Deprivation seems to have intriguing effects on the brain. A 2021 report by Dutch researchers in the journal “Nutrients” found that “In healthy humans, six months of IF [intermittent fasting] improvement in mood as measured with the Hospital Anxiety and Depression Scale and the World Health Organization Well-Being Index,” and cited another 2010 study that reported that “ Ramadan IF reduced subjective feelings of depression and mania in 62 patients with bipolar affective disorder”. A 2015 study in China found that “prolonged fasting and calorie restriction significantly relieved negative moods such as tension , anger, and confusion and enhanced feelings of euphoria in aging men.” And some animal studies suggest that acute fasting may increase the release of dopamine in the midbrain.

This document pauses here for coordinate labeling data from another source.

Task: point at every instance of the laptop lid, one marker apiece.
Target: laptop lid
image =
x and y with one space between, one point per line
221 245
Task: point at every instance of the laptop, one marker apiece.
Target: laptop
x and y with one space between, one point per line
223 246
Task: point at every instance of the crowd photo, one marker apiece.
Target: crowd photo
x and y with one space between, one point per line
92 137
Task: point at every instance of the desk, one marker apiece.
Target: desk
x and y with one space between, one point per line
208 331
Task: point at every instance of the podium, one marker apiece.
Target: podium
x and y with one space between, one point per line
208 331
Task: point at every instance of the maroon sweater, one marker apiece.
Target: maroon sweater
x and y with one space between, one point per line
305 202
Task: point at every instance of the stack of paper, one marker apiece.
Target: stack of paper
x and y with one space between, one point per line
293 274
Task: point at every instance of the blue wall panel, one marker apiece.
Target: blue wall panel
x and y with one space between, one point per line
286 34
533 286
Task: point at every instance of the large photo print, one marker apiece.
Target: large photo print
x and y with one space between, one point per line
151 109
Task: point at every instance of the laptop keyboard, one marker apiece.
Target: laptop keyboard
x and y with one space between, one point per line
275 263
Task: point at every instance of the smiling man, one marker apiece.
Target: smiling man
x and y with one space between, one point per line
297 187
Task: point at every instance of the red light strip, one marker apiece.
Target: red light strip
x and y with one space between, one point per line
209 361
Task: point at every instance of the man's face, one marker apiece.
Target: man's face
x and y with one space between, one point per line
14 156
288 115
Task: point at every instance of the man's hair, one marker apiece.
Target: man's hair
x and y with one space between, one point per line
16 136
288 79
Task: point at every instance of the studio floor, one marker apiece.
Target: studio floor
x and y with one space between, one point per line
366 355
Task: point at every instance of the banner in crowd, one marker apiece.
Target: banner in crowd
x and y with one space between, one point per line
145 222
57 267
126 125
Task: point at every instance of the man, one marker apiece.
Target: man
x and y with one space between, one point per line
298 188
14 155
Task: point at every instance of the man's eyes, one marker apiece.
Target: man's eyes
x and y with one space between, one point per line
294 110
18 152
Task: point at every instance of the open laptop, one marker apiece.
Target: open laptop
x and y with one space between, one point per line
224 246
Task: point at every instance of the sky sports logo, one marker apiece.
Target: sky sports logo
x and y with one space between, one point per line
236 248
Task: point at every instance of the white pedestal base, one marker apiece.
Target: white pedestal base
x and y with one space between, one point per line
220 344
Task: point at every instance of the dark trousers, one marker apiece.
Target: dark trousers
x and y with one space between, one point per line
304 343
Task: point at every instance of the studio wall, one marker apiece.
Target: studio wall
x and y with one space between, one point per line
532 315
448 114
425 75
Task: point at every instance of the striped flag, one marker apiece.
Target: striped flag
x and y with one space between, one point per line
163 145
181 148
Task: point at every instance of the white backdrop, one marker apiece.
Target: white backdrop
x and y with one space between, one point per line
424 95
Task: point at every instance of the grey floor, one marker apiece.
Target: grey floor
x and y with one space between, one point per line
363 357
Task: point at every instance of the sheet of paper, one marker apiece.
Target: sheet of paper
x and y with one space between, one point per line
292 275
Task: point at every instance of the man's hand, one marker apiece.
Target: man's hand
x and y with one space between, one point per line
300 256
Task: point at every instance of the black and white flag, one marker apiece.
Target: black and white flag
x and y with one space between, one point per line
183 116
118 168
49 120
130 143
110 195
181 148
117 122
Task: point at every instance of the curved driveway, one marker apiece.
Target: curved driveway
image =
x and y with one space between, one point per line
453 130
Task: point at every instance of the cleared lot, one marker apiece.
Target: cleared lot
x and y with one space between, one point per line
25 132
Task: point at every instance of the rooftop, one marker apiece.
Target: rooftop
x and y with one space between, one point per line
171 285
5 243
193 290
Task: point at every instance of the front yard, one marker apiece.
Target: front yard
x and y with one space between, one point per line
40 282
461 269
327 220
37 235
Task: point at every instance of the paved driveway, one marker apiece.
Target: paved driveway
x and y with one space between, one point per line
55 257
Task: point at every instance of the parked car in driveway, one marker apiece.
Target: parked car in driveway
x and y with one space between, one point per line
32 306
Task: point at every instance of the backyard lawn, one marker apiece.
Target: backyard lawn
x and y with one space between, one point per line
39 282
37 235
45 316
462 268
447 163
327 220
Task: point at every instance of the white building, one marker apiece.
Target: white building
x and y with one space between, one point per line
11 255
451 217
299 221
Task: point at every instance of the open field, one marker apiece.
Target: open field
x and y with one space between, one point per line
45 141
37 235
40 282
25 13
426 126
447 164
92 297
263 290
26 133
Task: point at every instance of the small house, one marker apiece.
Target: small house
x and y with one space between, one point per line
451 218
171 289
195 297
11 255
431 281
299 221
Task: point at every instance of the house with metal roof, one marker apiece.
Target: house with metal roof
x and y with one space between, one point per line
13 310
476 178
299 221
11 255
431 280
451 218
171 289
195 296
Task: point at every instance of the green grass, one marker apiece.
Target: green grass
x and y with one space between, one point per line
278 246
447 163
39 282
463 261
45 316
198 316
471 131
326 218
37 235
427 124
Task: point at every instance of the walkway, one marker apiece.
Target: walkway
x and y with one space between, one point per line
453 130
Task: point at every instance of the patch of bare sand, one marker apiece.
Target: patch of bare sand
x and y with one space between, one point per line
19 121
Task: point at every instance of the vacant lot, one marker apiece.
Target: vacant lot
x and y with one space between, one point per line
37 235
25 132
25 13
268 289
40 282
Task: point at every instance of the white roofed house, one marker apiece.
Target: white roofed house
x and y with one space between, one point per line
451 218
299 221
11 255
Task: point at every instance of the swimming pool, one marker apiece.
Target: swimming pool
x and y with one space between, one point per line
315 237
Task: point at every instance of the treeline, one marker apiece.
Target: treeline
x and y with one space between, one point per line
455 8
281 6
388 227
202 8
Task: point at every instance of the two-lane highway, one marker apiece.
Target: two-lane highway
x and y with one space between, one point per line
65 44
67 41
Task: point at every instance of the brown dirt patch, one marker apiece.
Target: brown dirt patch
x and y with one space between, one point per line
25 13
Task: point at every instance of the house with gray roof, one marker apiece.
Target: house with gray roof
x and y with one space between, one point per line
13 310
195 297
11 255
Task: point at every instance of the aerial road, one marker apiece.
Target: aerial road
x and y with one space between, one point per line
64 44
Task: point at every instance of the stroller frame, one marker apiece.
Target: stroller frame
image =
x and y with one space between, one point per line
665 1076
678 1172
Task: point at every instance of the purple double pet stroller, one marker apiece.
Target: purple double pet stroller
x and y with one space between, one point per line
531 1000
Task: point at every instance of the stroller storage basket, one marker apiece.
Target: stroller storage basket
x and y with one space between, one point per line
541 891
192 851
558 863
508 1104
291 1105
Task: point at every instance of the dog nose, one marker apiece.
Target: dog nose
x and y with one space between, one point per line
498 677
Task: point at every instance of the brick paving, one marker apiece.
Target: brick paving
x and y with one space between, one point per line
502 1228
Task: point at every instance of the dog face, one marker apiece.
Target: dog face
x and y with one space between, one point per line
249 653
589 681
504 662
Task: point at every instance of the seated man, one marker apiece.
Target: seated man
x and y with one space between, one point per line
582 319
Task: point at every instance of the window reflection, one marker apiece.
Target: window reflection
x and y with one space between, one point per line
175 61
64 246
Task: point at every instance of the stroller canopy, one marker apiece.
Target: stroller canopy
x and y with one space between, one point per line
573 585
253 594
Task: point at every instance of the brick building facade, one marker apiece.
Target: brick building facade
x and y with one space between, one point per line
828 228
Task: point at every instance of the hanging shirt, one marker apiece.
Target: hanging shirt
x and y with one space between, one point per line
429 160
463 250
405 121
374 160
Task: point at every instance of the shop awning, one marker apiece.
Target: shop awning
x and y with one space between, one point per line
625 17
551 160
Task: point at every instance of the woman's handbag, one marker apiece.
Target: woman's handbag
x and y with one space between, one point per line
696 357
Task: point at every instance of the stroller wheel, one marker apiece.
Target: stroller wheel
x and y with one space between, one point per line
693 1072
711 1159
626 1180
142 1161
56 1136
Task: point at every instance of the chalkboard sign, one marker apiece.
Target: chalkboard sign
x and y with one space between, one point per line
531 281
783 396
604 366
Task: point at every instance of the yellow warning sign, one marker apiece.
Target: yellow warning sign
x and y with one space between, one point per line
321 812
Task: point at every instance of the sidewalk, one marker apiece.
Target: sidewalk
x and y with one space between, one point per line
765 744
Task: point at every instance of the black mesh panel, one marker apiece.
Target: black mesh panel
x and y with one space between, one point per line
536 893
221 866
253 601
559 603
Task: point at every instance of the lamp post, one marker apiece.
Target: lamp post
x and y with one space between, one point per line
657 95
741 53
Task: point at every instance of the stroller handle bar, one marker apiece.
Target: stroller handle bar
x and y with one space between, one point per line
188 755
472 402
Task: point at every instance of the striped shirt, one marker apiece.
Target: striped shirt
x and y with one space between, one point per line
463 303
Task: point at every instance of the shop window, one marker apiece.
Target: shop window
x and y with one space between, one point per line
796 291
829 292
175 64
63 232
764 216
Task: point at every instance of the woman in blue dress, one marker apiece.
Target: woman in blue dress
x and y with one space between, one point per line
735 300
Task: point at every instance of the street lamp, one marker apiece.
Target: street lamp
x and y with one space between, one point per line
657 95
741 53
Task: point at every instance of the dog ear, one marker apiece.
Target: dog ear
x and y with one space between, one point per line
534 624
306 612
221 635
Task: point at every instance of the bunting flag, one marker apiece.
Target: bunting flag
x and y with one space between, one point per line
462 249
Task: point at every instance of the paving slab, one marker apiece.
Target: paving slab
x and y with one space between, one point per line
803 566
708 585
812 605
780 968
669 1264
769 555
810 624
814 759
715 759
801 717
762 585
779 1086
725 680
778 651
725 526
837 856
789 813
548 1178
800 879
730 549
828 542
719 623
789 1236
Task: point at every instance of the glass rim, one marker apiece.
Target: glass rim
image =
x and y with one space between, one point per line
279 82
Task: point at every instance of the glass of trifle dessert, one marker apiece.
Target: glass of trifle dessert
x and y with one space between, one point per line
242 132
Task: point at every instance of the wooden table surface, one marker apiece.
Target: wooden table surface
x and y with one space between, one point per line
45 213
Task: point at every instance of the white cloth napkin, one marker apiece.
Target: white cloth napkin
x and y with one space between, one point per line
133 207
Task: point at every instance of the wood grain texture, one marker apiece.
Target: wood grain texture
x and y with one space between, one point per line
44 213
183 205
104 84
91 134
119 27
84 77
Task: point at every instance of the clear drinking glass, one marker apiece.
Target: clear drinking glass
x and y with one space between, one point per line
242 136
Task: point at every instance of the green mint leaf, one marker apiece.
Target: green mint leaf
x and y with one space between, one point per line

The conversation about the health benefits of fasting has become complicated and often contradictory over the past few years. Not everyone who fasts even gets those euphoric feelings at all, and they don’t last. You cannot starve to nirvana. Increasingly, however, research claims that thoughtful and regular calorie restriction can ward off some of the effects of aging and improve cognition. My own doctor talked about intermittent fasting during my last medical checkup and its promising potential to stave off Alzheimer’s disease. This is different, of course, from the periodic fasting practiced in so many different religions. But it points to something that humans seem to have instinctively drawn to, across multiple cultures and time periods. “It’s still unclear if prolonged fasting has any real benefits for healthy people,” says Ronald Smith, “but one thing is certain: Powerful changes occur in our brains when we go without food for long periods of time. “. And, however we choose to define them, in our souls as well.